Pode ocorrer sistemicamente (insuficiência cardíaca) ou localmente (obstrução venosa isolada)
Tecidos têm coloração azul-avermelhada anormal (cianose) pelo acúmulo da hemoglobina desoxigenada na área 
afetada.
Na congestão crônica a perfusão tecidual inadequada e a hipóxia persistente podem levar à morte celular.
As pressões intravasculares elevadas podem causar edema e ruptura de capilares, produzindo hemorragias focais.
Congestão pulmonar aguda - capilares alveolares ingurgitados com sangue e graus variáveis de edema septal 
alveolar e hemorragia intra-alveolar.
Congestão pulmonar crônica - septos espessados e fibróticos, e os espaços alveolares contêm numerosos 
macrófagos carregados de hemossiderina derivados das hemácias fagocitadas
Congestão hepática aguda - veia central e sinusoides distendidos com sangue. Pode ocorrer eliminação de hepatócito 
central decorrente de necrose. Os hepatócitos periportais (mais bem oxigenados) sofrem hipóxia menos grave.
Congestão hepática passiva crônica - as regiões centrais dos lóbulos hepáticos são vermelho-pardacentas e 
ligeiramente diminuídas (devido à perda celular) e acentuadas contra as zonas adjacentes do fígado castanho-
amarelado não congestionado, algumas vezes gorduroso (fígado em noz-moscada)
Edema
Aumento da pressão vascular ou diminuição do conteúdo de proteína no plasma = edema → acúmulo de fluido 
resultante de um movimento líquido de água para fora dos espaços 
extravasculares (acúmulo de fluido intersticial dentro dos tecidos).
Dependendo de sua gravidade e localização pode ter efeitos mínimos ou profundos
O movimento de fluido entre os espaços vascular e intersticial depende de duas forças opostas: a pressão 
hidrostática vascular e a pressão osmótica coloide.

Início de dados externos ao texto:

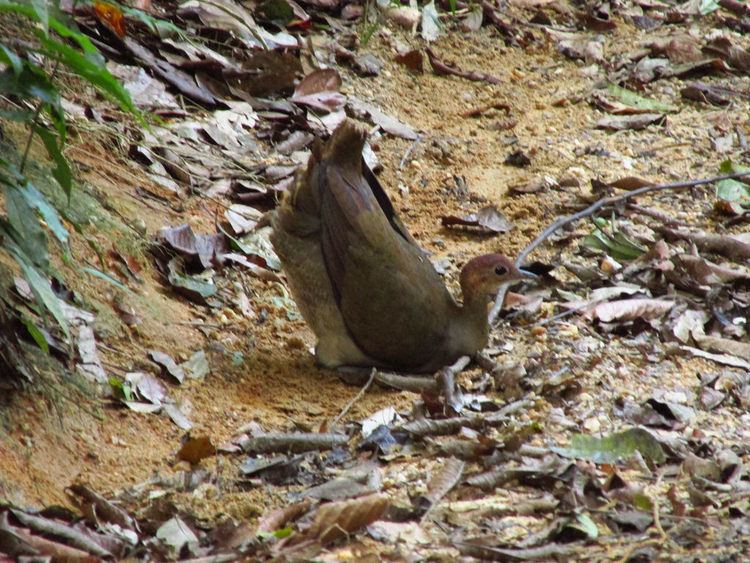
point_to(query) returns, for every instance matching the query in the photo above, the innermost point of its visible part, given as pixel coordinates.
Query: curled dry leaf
(706, 272)
(167, 364)
(280, 517)
(631, 122)
(488, 219)
(632, 309)
(365, 110)
(320, 90)
(630, 183)
(195, 449)
(440, 485)
(413, 60)
(295, 442)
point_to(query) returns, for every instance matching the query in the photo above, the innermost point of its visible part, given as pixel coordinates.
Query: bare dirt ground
(53, 439)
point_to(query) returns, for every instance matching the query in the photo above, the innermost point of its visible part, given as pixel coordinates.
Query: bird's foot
(354, 375)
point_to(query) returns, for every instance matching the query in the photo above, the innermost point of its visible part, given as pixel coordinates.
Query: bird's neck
(472, 330)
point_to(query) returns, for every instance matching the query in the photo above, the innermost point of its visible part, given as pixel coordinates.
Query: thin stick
(593, 208)
(356, 398)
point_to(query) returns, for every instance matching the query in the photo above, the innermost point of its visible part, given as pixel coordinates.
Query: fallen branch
(593, 208)
(443, 68)
(356, 398)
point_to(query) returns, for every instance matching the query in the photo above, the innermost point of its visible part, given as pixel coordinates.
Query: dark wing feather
(393, 302)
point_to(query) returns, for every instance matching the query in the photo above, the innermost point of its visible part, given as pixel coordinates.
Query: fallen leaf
(167, 364)
(632, 309)
(631, 122)
(488, 219)
(195, 449)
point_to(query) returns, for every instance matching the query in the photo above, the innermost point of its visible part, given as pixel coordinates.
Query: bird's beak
(526, 274)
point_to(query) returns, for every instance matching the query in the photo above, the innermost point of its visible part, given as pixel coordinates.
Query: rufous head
(485, 274)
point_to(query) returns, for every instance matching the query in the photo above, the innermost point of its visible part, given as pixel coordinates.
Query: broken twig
(593, 208)
(443, 68)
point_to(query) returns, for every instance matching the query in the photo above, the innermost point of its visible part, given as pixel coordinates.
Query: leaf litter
(668, 293)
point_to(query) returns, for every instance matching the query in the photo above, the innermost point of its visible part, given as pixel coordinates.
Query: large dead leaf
(320, 90)
(632, 309)
(338, 519)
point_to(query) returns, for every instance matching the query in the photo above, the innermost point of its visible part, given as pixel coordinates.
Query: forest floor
(584, 373)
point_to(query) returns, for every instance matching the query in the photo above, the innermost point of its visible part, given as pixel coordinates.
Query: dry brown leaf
(338, 519)
(706, 272)
(280, 517)
(631, 309)
(196, 449)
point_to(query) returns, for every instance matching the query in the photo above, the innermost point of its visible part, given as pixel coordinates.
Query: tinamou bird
(363, 285)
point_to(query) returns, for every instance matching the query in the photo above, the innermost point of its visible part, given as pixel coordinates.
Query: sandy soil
(48, 443)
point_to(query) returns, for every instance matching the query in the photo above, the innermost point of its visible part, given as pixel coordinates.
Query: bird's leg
(354, 375)
(446, 380)
(485, 363)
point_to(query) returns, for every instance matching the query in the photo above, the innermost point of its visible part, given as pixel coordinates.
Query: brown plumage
(361, 282)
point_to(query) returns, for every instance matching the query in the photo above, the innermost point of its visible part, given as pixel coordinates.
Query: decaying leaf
(337, 519)
(195, 449)
(167, 364)
(632, 309)
(488, 219)
(632, 122)
(615, 447)
(320, 90)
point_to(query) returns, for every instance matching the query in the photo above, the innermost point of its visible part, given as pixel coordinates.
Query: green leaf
(162, 28)
(31, 82)
(729, 167)
(615, 447)
(277, 534)
(630, 98)
(61, 172)
(25, 230)
(37, 335)
(617, 245)
(21, 115)
(731, 190)
(42, 14)
(43, 293)
(38, 201)
(10, 58)
(121, 389)
(708, 6)
(55, 23)
(106, 277)
(92, 69)
(584, 524)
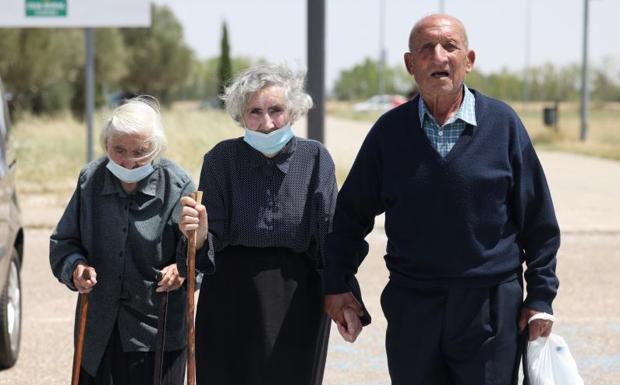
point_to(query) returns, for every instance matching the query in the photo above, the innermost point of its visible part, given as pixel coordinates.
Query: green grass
(51, 150)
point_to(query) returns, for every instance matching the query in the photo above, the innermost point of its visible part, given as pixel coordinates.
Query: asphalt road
(585, 192)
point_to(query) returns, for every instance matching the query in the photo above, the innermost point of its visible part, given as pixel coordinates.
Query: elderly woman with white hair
(118, 240)
(270, 198)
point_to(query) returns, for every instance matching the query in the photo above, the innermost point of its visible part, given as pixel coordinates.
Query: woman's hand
(170, 279)
(194, 217)
(84, 278)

Em condições normais- fluxo de saída de fluido produzido pela pressão hidrostática na extremidade arteriolar da 
microcirculação é equilibrado pelo influxo devido à ligeira elevação da pressão osmótica na extremidade venular - há 
um pequeno fluxo líquido de saída de fluido para o espaço intersticial, que é drenado pelos vasos linfáticos.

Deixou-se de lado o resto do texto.